What are the pros and cons of having etcd outside the PostgreSQL Database server. For one Primary and one Standby in DC and one standby in DR. Which is best option? Have 3 etcd either has separate VMs or in same PostgreSQL DB + Patroni server.
To have automatic DR how many etcd node we need. Please explain.
Hello Umashankar_Balasubra
Welcome to Percona forum!
It is best practice to keep ETCD on separate servers.
It have several benefits:
- You can use one ETCD cluster for multiple Patroni clusters,
- Patroni always needs to see half + 1 rounded down ETCD nodes to be able to acquire and keep the leader lock, and if you lose quorum (you can no longer see more than half of ETCD nodes) Patroni will fence the current leader and demote it to a replica, to prevent split brains. But if your ETCD is on separate servers, you are not losing quorum even if two out of three of your Patroni (PostgreSQL) nodes are down and you can still operate with only database server running.
- If Postgres and ETCD are on the same server, and Postgres will have to serve bigger load than usually making the server less responsive, for which ETCD can also contribute as it may be a bit I/O intensive at times, it may cause unwanted failover or fencing of leader node. In such situation, when healthcheck is not received on time for couple of times, Patroni will assume that ETCD is down, and if more than half nodes are less responsive, it will either fence the current leader, or perform new leader election, to find better server, that can respond faster. Having ETCD on separate servers eliminates that risk, it will always reply on time even if Patroni servers are overloaded.
Hope it helps!
Cheers,
Mateusz
Thanks, Mateuz for update. First 2 points are clear. In the documentation High Availability in PostgreSQL with Patroni - Percona Distribution for PostgreSQL
example of HA setup, they are using the etcd & Patroni in the same VM. Is there any best practice document/blog by percona to recommend for HA “It is best practice to keep ETCD on separate servers.”
I assume there will good Local communication, reduced network dependency as all Patroni + etcd + Postgres are in same server.
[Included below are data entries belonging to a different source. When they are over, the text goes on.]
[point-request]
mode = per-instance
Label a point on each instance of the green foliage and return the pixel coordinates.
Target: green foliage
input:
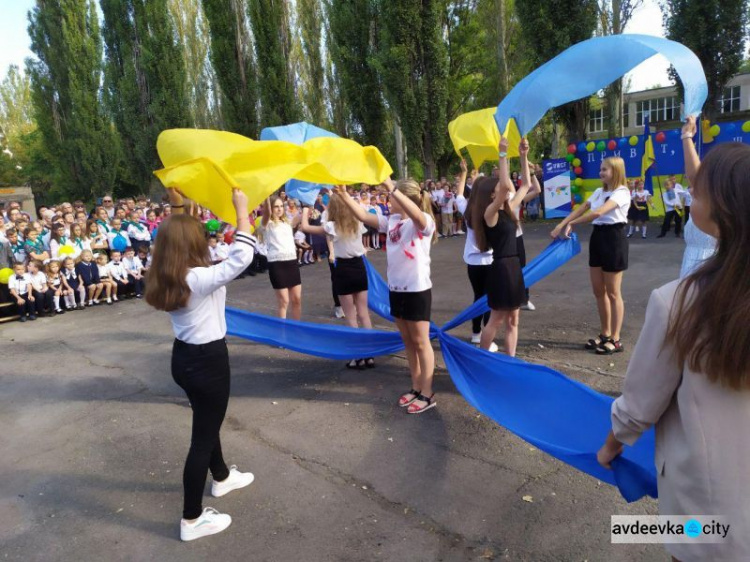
(232, 61)
(78, 140)
(716, 31)
(270, 23)
(144, 82)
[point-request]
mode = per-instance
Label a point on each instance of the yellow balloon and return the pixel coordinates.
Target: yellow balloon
(206, 164)
(477, 132)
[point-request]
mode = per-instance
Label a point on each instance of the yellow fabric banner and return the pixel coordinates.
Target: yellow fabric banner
(206, 164)
(477, 132)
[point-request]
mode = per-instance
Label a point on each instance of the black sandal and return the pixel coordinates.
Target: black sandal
(609, 347)
(596, 342)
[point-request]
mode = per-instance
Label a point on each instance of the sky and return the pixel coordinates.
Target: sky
(14, 40)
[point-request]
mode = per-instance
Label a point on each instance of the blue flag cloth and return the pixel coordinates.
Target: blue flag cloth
(298, 133)
(587, 67)
(558, 415)
(553, 256)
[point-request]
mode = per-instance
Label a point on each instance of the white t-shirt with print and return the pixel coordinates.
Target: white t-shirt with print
(408, 252)
(620, 195)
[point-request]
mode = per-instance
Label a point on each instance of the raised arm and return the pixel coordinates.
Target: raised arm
(305, 225)
(363, 216)
(692, 161)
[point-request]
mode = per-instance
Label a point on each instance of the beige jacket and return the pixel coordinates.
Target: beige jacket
(702, 435)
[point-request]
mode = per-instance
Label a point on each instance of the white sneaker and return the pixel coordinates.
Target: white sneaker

How you are referring it “it may cause unwanted failover or fencing of leader node.”
Any update on my query.
Hello,
Local communication as you mentioned seems great, but if server will get hit with high load, and will start responding slower it will affect ETCD as well, and if ETCD liveprobes will start failing it may trigger fencing or failover as I mentioned.
It is because Patroni requires to receive response from ETCD on time, to make sure Patroni leader have a quorum, and can keep the leader lock. If the response is not received on time, it may trigger failover to another server which is not struggling with resources, because it is not able to keep the leader lock. And if the load is high on all db servers, causing ETCD to fail on all servers it may trigger fencing mechanism.
Those are not frequent scenarios, but they are possible to happen, especially on lower spec servers. That is why it is recommended to keep them separated if possible, but it is not a requirement.
As for the blog posts, I am not aware of any that states why ETCD should be installed on separate servers, but here is one that demonstrates Patroni administration and in the example it uses ETCD on separate servers. Just to show that this is the recommended approach, we even use it on test environments.
Hope it helps.
Thanks, Mateuz, for making it clear.